Kimi insanlar temelde adaletin gerekliliğine inansalar dahi, kendi çıkarları söz konusu olduğunda adaletten taviz verilmesini meşru görürler. Adaletin yeryüzünde gerçekten uygulanabilmesi içinse, insanlara, adalet uğruna kendi çıkarlarını bir kenara bıraktırabilecek bir ahlaka ihtiyaç vardır. Bu ahlak, Yüce Rabbimiz'in bizlere öğrettiği ve emrettiği Kuran ahlakıdır. Çünkü Kuran ahlakı insanlar arasında hiçbir ayrım gözetmeden, sadece haktan ve doğrulardan yana, katıksız bir adaleti emretmektedir. Allah (cc) Nisa Suresi'nde inananlara, kendi aleyhlerinde de olsa adaletli davranmalarını şöyle emreder:
"Ey iman edenler, kendiniz, anne-babanız ve yakınlarınız aleyhine bile olsa, Allah için şahidler olarak adaleti ayakta tutun. (Onlar) ister zengin olsun, ister fakir olsun; çünkü Allah onlara daha yakındır. Öyleyse adaletten dönüp heva (tutkuları)nıza uymayın. Eğer dilinizi eğip büker (sözü geveler) ya da yüz çevirirseniz, Şüphesiz Allah, yaptıklarınızdan haberi olandır." (Nisa Suresi, 135)
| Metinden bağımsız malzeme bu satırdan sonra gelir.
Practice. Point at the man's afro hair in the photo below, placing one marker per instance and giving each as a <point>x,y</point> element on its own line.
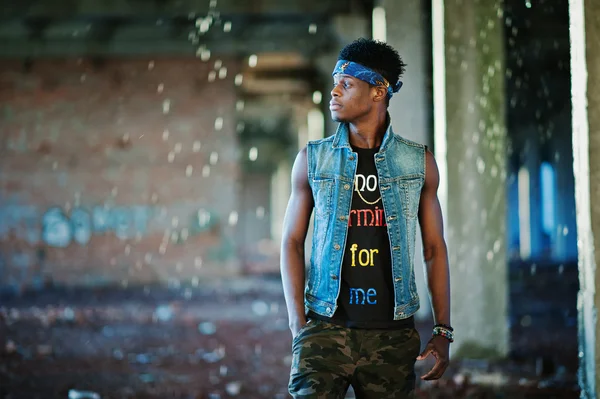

Ayette de bildirildiği gibi insanlar arasında hiçbir ayrım gözetmeden, sadece Allah (cc) rızası gözetilerek, Allah (cc)'tan korkarak sağlanan adalet gerçek adalettir.
Allah (cc) Kuran'da gerçek adaleti, insanlar arasında hiçbir ayrım yapmadan adaletle hükmetmek, insanların hakkını korumak, zulme asla rıza göstermemek, zalime karşı mazlumdan yana tavır almak, ihtiyaç içinde olanlara yardım eli uzatmak olarak emretmektedir. Bu adalet, bir karar vermek gerektiğinde her iki tarafın da hakkını korumayı, olayları çok yönlü değerlendirmeyi, ön yargısız düşünmeyi, tarafsızlığı, hakkaniyeti, dürüstlüğü, hoşgörüyü, merhameti ve şefkati gerektirir. Bunlardan birinin eksikliğinde, ya da birinin ağır basmasında gerçek adaleti uygulamak zorlaşır. Adaletle hükmeden bir kişi tüm kişisel duygu ve düşüncelerini bir tarafa bırakmayı, her şart ve durumda doğrulardan yana olmayı, dürüstlükten ve doğruluktan asla taviz vermemeyi Kuran ahlakı ölçüsünde kendine yol edinmelidir.
Böyle bir adalet hedeflendiğinde, ne şahsi bir menfaat, ne dostluk, ne düşmanlık, ne de kişinin hayata bakış açısı, dili, ırkı, teninin rengi kararlarında etki edemeyecek, sadece ve sadece haktan yana karar verilecektir.
Kuran ahlakının yaşandığı toplumlarda gerçek adaletin, gerçek huzurun ve güvenin de yaşanacağı mutlaktır. Çünkü ancak Allah (cc)'tan korkan, hesap gününde tüm yapıp ettikleriyle hesaba çekileceğini bilen bir insan gerçek adaleti sağlayabilir.
Nitekim tarih bunun ispatıdır. Allah (cc)'ın "Yarattıklarımızdan, hakka yöneltip-ileten ve onunla adaleti kılan (uygulayan) bir ümmet vardır." (Araf Suresi, 181) ayetiyle bildirdiği gibi, tarih boyunca adaletin en güzel şekilde hakim olduğu dönemler yaşanmıştır. Başta peygamberler ve sonra da onların yolunu izleyen pek çok adil yönetici yaşadıkları dönemlerde toplum içerisinde güven ve barış ortamı oluşturmuşlardır. Örneğin Müslüman Türk milleti, geçmiş yüzyıllarda gerçek adaletin nasıl sağlanabileceği konusunda tüm dünya ülkelerine örnek olmuştur. Gerek Selçuklu döneminde gerekse Osmanlı döneminde, çok farklı dinlere mensup, ayrı dilleri konuşan, farklı toplumlar aynı bayrağın altında, birarada huzur içinde yaşamış ve toplumsal adalet sağlanmıştır. Müslüman Türkler ayak bastıkları her yerde adaletli uygulamalarıyla tanınmışlar, hoşgörülü, barışçıl ve merhametli tavırları nedeniyle fethedilen ülkelerin halkları tarafından dahi sevinçle karşılanmışlardır.